All of this is wrapped in what can be referred to as the most refined modern Mustang to date. With the 2018 refresh just around the corner, this 2017 version really does look the part of a modern muscle car. The sloping roofline holds true to the fastback design that made the original Mustang so popular. While a convertible makes for a nice open top drive, the fastback certainly looks best on this car.
With the chrome GT logo front and centre on the decklid, the fat stance combined with the black accent piece between the two taillights makes for one bold statement for anyone behind the car. Sequential turn signals add a unique touch while signalling left or right. Finishing the car off, the LED daytime running lights keep the Mustang up to date with current lighting trends.
The interior cabin is as one would expect from any American made car; filled with leatherette and plastic bits just about everywhere. Truth be told, this doesn’t come as a disappointment. The Mustang is the working mans sports car; it’s meant to take a beating and keep on with its day. These cheaper components don’t take away from the car at all. The seating position feels natural, though for someone with more torso than legs, a more reclined driving position is required for optimal comfort. That in mind, the telescopic steering column could use a bit more telescopic range to bring the wheel closer to the driver.
The American muscle car arena holds few competitors in this day in age. Rising fuel costs and a diminishing interest in heavy, front-mounted V8s are to blame for the foreseeable extinction of this breed. While automakers are compensating for this with the introduction of smaller displacement engines wrapped in the same packaging, the meaning of a true muscle car is becoming a thing of the past. That isn’t to say these cars aren’t going down without a fight, as they seem to be pushing the limits with every passing year.

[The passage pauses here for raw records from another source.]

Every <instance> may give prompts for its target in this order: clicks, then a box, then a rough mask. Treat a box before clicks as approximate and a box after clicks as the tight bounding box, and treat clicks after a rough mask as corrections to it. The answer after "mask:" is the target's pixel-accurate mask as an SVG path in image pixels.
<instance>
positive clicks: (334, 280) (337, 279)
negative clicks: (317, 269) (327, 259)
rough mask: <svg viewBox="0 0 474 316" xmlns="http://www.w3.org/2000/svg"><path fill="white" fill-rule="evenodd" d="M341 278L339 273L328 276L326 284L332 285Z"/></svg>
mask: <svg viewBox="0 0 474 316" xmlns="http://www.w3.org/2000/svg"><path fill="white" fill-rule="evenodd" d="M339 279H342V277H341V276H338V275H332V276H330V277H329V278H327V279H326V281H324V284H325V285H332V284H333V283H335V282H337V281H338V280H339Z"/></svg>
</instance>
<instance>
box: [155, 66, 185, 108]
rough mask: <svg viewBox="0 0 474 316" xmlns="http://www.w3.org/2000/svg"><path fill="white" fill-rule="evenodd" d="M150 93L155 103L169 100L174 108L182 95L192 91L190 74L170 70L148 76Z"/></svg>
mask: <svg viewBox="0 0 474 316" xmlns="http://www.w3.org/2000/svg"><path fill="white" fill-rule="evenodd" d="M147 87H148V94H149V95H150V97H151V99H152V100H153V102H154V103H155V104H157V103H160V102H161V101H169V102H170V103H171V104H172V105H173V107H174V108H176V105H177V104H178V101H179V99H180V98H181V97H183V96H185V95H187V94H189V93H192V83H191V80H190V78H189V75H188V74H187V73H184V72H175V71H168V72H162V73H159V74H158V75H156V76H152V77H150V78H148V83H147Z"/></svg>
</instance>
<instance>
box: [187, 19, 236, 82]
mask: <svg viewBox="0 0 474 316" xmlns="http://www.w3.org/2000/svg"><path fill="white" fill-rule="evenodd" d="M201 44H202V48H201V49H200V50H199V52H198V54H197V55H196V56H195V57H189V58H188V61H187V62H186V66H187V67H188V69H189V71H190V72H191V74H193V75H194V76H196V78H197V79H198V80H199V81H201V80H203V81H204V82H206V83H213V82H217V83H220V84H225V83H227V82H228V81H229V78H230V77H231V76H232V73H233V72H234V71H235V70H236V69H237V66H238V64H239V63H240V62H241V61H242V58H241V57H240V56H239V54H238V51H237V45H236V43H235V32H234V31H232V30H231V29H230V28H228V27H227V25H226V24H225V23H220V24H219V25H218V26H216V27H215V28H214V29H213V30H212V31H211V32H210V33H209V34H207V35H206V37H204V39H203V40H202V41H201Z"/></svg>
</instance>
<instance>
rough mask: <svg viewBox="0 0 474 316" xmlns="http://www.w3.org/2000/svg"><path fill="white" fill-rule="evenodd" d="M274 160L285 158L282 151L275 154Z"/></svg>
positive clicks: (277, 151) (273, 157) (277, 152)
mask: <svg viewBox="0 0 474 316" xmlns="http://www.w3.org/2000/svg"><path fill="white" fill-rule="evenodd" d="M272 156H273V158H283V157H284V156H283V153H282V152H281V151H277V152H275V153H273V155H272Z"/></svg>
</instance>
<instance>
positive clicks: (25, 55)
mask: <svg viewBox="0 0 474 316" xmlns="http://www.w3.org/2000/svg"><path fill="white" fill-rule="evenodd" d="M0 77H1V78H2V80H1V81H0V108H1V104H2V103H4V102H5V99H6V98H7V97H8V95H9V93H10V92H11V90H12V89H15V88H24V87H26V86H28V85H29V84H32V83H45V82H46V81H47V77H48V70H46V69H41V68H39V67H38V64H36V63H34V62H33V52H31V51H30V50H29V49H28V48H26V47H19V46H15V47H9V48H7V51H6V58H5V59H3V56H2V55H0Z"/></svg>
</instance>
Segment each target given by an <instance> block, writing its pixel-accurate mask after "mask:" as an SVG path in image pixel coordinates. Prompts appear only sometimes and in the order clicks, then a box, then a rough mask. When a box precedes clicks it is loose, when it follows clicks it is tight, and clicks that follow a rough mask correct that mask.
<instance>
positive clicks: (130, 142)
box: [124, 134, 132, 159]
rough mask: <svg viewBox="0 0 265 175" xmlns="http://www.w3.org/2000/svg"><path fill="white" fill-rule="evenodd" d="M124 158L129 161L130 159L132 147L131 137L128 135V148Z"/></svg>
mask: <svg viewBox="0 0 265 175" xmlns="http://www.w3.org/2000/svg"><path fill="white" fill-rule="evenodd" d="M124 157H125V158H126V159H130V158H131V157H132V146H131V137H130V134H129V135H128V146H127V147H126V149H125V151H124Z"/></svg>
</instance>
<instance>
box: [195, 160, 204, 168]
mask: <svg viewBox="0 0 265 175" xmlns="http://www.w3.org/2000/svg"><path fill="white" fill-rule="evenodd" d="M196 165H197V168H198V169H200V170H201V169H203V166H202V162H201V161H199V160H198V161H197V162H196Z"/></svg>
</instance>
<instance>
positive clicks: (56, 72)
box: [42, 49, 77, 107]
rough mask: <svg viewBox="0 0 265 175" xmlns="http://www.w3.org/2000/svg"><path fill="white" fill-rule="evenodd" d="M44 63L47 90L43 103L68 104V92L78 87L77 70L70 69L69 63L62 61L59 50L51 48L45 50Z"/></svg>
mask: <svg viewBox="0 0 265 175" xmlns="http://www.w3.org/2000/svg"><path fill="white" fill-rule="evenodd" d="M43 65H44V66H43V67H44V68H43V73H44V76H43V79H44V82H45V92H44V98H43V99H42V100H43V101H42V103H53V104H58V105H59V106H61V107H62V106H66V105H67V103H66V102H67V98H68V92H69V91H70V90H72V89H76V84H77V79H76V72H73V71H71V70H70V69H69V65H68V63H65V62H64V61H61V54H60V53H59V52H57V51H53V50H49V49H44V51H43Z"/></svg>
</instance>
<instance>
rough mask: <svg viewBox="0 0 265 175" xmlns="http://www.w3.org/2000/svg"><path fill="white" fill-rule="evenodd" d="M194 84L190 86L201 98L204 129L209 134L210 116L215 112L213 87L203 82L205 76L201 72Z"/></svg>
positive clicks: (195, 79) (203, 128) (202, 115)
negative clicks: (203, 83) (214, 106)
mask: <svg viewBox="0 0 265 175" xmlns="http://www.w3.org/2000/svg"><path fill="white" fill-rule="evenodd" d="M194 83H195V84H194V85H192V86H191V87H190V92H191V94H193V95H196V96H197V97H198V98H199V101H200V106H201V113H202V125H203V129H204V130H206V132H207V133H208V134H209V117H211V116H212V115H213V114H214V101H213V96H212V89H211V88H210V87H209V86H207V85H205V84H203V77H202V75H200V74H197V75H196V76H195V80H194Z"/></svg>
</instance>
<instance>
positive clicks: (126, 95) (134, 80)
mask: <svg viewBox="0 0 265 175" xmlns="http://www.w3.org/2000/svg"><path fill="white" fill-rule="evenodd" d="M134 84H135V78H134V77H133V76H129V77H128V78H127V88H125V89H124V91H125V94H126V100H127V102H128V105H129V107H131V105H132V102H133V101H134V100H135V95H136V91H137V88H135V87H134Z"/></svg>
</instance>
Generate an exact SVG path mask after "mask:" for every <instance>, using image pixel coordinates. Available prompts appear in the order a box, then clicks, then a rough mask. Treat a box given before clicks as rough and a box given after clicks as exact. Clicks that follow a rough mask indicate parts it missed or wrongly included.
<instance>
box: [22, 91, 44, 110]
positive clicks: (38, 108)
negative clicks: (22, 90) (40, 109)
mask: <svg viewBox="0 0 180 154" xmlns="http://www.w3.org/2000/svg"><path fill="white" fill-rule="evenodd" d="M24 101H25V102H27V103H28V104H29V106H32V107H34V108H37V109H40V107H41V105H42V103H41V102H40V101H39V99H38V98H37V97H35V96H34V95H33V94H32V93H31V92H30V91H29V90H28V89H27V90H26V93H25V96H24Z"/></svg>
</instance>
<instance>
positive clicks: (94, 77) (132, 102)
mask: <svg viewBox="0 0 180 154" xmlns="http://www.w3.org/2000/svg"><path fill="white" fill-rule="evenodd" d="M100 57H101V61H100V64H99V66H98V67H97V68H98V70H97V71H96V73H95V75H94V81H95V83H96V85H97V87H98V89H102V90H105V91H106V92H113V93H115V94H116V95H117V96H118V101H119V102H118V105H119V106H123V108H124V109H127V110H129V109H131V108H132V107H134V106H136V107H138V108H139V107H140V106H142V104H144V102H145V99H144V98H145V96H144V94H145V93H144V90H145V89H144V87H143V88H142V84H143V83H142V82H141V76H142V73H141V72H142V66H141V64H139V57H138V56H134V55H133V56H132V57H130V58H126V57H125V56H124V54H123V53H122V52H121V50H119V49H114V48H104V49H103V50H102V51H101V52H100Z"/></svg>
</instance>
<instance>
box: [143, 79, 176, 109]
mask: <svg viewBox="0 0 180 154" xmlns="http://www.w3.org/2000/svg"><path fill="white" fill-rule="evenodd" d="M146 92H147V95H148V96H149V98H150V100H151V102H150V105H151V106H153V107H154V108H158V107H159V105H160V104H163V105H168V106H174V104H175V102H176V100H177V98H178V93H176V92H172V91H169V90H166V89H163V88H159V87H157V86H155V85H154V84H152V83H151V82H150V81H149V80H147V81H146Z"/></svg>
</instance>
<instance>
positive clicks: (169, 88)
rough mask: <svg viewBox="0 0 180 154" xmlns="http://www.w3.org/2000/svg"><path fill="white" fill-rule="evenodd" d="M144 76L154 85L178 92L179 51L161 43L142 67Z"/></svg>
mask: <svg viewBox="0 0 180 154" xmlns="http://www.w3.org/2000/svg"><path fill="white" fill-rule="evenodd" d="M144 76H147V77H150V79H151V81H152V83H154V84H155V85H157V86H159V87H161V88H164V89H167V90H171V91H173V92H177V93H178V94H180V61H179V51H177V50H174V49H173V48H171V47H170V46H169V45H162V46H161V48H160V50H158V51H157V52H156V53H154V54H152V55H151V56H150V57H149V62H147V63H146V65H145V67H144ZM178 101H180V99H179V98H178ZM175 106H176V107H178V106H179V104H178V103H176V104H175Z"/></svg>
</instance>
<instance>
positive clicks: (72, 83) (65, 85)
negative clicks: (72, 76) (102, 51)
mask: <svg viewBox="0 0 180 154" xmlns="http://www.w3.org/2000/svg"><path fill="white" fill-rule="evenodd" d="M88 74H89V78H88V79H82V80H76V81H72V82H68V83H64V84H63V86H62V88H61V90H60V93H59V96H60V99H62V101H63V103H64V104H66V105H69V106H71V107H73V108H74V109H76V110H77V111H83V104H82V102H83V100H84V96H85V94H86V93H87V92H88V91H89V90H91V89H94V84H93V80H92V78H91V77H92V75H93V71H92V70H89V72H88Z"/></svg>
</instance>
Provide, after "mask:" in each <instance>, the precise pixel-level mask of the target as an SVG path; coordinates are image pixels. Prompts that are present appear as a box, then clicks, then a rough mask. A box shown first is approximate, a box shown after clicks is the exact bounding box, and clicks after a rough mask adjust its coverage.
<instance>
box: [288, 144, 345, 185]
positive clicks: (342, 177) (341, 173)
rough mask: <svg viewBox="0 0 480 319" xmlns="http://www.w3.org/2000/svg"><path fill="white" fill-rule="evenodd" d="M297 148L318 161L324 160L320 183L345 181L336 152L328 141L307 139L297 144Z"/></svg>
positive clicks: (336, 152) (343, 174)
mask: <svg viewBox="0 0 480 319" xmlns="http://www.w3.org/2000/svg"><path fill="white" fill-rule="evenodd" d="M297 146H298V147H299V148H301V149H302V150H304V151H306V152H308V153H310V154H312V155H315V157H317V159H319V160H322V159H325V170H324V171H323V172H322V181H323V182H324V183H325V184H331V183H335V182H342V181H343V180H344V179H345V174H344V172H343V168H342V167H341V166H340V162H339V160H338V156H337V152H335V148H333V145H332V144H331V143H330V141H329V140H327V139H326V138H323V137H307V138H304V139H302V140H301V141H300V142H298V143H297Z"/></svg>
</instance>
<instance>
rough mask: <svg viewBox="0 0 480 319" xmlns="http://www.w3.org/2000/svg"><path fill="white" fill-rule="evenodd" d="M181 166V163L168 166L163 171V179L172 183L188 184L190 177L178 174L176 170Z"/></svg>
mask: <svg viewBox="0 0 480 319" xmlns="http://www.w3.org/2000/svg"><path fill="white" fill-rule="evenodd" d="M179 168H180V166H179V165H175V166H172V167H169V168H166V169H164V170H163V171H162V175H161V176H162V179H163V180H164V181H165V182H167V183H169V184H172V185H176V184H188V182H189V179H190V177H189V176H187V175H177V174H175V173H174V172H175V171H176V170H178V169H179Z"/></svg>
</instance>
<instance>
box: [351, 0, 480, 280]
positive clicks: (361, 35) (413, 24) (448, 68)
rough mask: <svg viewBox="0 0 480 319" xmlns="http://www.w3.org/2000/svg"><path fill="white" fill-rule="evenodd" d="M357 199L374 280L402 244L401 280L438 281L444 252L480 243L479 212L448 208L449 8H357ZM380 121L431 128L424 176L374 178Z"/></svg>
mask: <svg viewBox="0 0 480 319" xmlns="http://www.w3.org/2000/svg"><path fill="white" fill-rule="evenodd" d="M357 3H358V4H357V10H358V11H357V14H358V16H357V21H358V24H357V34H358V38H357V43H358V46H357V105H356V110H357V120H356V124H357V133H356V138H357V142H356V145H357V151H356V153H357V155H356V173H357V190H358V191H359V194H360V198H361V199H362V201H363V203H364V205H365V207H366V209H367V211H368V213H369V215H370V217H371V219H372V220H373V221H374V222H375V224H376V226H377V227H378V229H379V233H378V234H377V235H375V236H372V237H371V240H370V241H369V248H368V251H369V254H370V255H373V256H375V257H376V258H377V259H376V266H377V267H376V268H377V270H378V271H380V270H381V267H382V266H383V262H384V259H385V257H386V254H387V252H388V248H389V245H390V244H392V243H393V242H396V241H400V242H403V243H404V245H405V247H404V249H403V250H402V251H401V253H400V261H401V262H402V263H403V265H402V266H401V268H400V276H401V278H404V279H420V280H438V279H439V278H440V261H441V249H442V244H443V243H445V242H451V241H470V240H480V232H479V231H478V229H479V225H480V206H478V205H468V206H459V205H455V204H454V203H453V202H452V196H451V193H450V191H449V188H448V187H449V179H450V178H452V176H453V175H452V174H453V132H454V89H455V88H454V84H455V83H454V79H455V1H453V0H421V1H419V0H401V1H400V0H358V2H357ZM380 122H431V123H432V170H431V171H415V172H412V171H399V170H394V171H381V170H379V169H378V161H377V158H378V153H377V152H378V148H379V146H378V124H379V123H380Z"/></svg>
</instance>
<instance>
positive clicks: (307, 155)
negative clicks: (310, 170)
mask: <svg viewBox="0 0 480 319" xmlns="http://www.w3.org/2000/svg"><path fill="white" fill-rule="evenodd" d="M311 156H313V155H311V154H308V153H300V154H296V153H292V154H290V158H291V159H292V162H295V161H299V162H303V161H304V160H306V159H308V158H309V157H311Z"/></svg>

At the end of the day, these cars offer a lot of bang for your buck. For instance, our as tested vehicle, sporting Lighting Blue paint with the standard 18” Magnetic painted machined aluminum wheels, starts at $40,975. Opting for the six-speed automatic ($1,500), the 401A equipment group ($2,000), Ebony Racing Stripes ($600), and other miscellaneous options, the car sits under $46,000 as tested. Remember, that’s $45k for over 400 horsepower and plenty of well-worth-it options. Will it be the best thing around a track? Quite honestly, no, but it’s not meant to be. The 2017 Ford Mustang GT Premium is the average joe’s sports car – it’s simple, effective, and powerful.